I couldn’t watch the news reports and see the endearing faces of Shasta and Dylan over and over, and I’m sure I wasn’t the only one. And I got off the fence about the death penalty for the evil, monstrous Duncan.

Then this January, Robert Aragon and Kenneth Quintana were arrested for murder and felony injury to a child for allowing 11-year-old Sage Aragon and her brother Bear to walk 10 miles in the snow to their mother’s house – on Christmas Day. Sage died of hypothermia and was found in a snowdrift. Aragon, who says it was all a mixup with the children’s mother, has pleaded guilty and his trial is set for October 5.

Dad didn’t even call Mom to find out if the kids had arrived.

Ten miles. In the snow. 11 years old. WTF?

Naturally, there are other crimes not listed here which are also tragic; these are just the most infamous which involve children.

Idaho’s murder rate of 3.3 per 100,000 people compares to the national average of 5.6, ranking Idaho 32 out of 50.  (Highest – Louisiana at 14.2; lowest – New Hampshire at 1.1 Montana is 1.5, #48.) 2007 numbers from the Death Penalty Information Center. So we by no means have more tragedies than many other states.

Which doesn’t help at all.

My late father and political hero firmly believed that all – and he meant ALL - political decisions should be made after asking one question:  How does this affect children?  He believed in as little government interference as possible, except when it came to protecting people from harm, especially children. Then, he felt, it was the proper role of government to step in.

I agree, and wonder why Idaho has no agency with adequate funds to have carefully overseen the safety of Robert Manwill. How was it that his mother’s boyfriend, who along with her had a history of harming children, was allowed to live with and care for little Robert?

Where is Idaho’s mental health system with the money and jurisdiction to commit the paranoid schizophrenic John Delling to a decent locked mental illness facility before he could kill, which, knowing he was dangerous, was what his family wanted?

Could Sage Aragon’s death have been prevented by not allowing her to be in the custody of her father, who committed drug crimes in the 1990s and 2008?

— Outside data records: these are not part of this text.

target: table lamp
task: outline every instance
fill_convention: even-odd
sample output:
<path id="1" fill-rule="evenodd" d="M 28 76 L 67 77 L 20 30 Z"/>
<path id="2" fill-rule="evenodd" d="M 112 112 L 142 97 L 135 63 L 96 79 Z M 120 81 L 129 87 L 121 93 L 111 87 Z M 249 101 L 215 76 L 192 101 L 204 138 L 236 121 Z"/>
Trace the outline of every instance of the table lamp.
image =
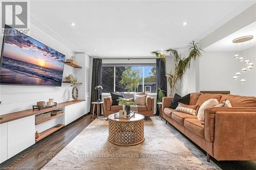
<path id="1" fill-rule="evenodd" d="M 98 100 L 97 100 L 97 102 L 99 103 L 101 102 L 100 99 L 99 99 L 99 98 L 100 98 L 99 90 L 103 90 L 102 86 L 100 86 L 100 85 L 98 85 L 98 86 L 96 86 L 94 89 L 95 90 L 98 90 Z"/>

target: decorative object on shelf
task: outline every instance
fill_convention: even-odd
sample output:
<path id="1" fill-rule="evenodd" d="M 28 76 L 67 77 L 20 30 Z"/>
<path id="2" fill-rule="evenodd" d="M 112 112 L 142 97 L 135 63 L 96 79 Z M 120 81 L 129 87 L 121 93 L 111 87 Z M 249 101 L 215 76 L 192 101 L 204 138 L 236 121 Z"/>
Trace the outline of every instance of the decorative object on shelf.
<path id="1" fill-rule="evenodd" d="M 241 62 L 244 61 L 244 60 L 245 60 L 243 62 L 242 68 L 242 71 L 243 72 L 246 72 L 247 70 L 252 69 L 253 67 L 252 66 L 253 65 L 253 63 L 251 62 L 250 56 L 247 56 L 247 53 L 244 51 L 245 49 L 250 48 L 251 45 L 250 40 L 253 38 L 253 36 L 252 35 L 247 35 L 236 38 L 232 41 L 236 49 L 236 53 L 234 55 L 234 58 L 235 59 L 238 58 L 238 60 Z M 238 54 L 238 51 L 240 48 L 240 55 L 239 55 Z M 246 65 L 247 65 L 247 66 L 246 66 Z M 236 76 L 232 77 L 232 79 L 237 80 L 238 77 L 240 76 L 241 73 L 238 72 L 236 74 Z M 245 80 L 241 78 L 240 82 L 241 83 L 245 83 Z"/>
<path id="2" fill-rule="evenodd" d="M 127 114 L 130 114 L 131 112 L 131 106 L 136 106 L 135 102 L 127 101 L 125 99 L 120 98 L 117 100 L 118 105 L 124 106 L 124 110 L 126 112 Z"/>
<path id="3" fill-rule="evenodd" d="M 170 93 L 169 96 L 173 96 L 174 90 L 176 89 L 177 82 L 181 80 L 183 75 L 186 73 L 187 68 L 190 67 L 191 60 L 196 60 L 197 58 L 202 57 L 201 52 L 203 51 L 198 47 L 198 43 L 194 41 L 189 43 L 189 53 L 187 58 L 181 57 L 177 50 L 169 48 L 165 50 L 166 53 L 169 53 L 171 56 L 174 57 L 175 66 L 173 73 L 172 71 L 166 74 L 169 84 L 170 86 Z"/>
<path id="4" fill-rule="evenodd" d="M 114 117 L 115 118 L 123 118 L 125 119 L 129 119 L 135 115 L 135 112 L 133 111 L 129 114 L 122 114 L 123 113 L 120 112 L 114 114 Z"/>
<path id="5" fill-rule="evenodd" d="M 65 64 L 71 66 L 71 67 L 74 68 L 82 68 L 82 67 L 79 65 L 75 60 L 67 59 L 66 61 L 65 61 Z"/>
<path id="6" fill-rule="evenodd" d="M 49 102 L 52 102 L 52 103 L 54 103 L 54 99 L 49 99 L 48 101 Z"/>
<path id="7" fill-rule="evenodd" d="M 100 94 L 99 94 L 99 92 L 100 92 L 99 90 L 103 90 L 102 86 L 100 86 L 100 85 L 98 85 L 98 86 L 96 86 L 94 89 L 95 90 L 98 90 L 98 98 L 97 98 L 98 100 L 97 100 L 97 102 L 99 103 L 99 102 L 100 102 L 101 101 L 101 100 L 100 99 Z"/>
<path id="8" fill-rule="evenodd" d="M 35 123 L 44 120 L 51 117 L 51 112 L 37 114 L 35 116 Z"/>
<path id="9" fill-rule="evenodd" d="M 46 102 L 40 101 L 36 103 L 36 105 L 40 107 L 46 107 Z"/>
<path id="10" fill-rule="evenodd" d="M 70 57 L 70 60 L 72 60 L 73 61 L 76 60 L 76 57 L 75 56 Z"/>
<path id="11" fill-rule="evenodd" d="M 78 98 L 78 89 L 76 86 L 74 86 L 72 89 L 72 98 L 74 99 L 74 101 Z"/>
<path id="12" fill-rule="evenodd" d="M 57 107 L 57 102 L 54 102 L 53 103 L 53 105 L 52 106 L 45 106 L 45 107 L 40 107 L 39 105 L 38 105 L 38 102 L 36 105 L 33 105 L 32 106 L 32 109 L 33 110 L 43 110 L 43 109 L 46 109 L 48 108 L 51 108 L 53 106 Z"/>
<path id="13" fill-rule="evenodd" d="M 39 138 L 39 137 L 40 137 L 40 133 L 39 133 L 38 132 L 36 131 L 35 133 L 35 138 L 36 139 L 38 138 Z"/>
<path id="14" fill-rule="evenodd" d="M 73 85 L 74 85 L 75 84 L 76 84 L 76 82 L 77 82 L 77 80 L 76 78 L 74 77 L 73 75 L 69 74 L 68 77 L 70 78 L 70 83 L 73 84 Z"/>
<path id="15" fill-rule="evenodd" d="M 62 113 L 64 113 L 64 110 L 54 110 L 51 111 L 51 115 L 53 116 L 55 116 Z"/>
<path id="16" fill-rule="evenodd" d="M 46 106 L 52 106 L 53 105 L 53 103 L 52 102 L 46 102 Z"/>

The people to blame for the deaths of these children are not the state and privately funded agencies. But the commitment of citizens and legislators with the will to run top-drawer rescue and oversight agencies for children could have helped. Would Robert, David, Bradley, Sage and Dylan still be alive if Idaho had such a system? 

It’s possible. Rather than throw up our hands and say “forget it” because these systems couldn’t guarantee anything, which is true, and there will always be monsters, which is also true, we should say: it’s possible to save some children who could become victims, so we should try.

Other people’s children ARE our concern. To me, other people’s children in trouble are also our responsibility.

We shouldn’t just use the villagers to search for a dead child, we should be the village - made up of all of us - to protect and serve the living children of Idaho.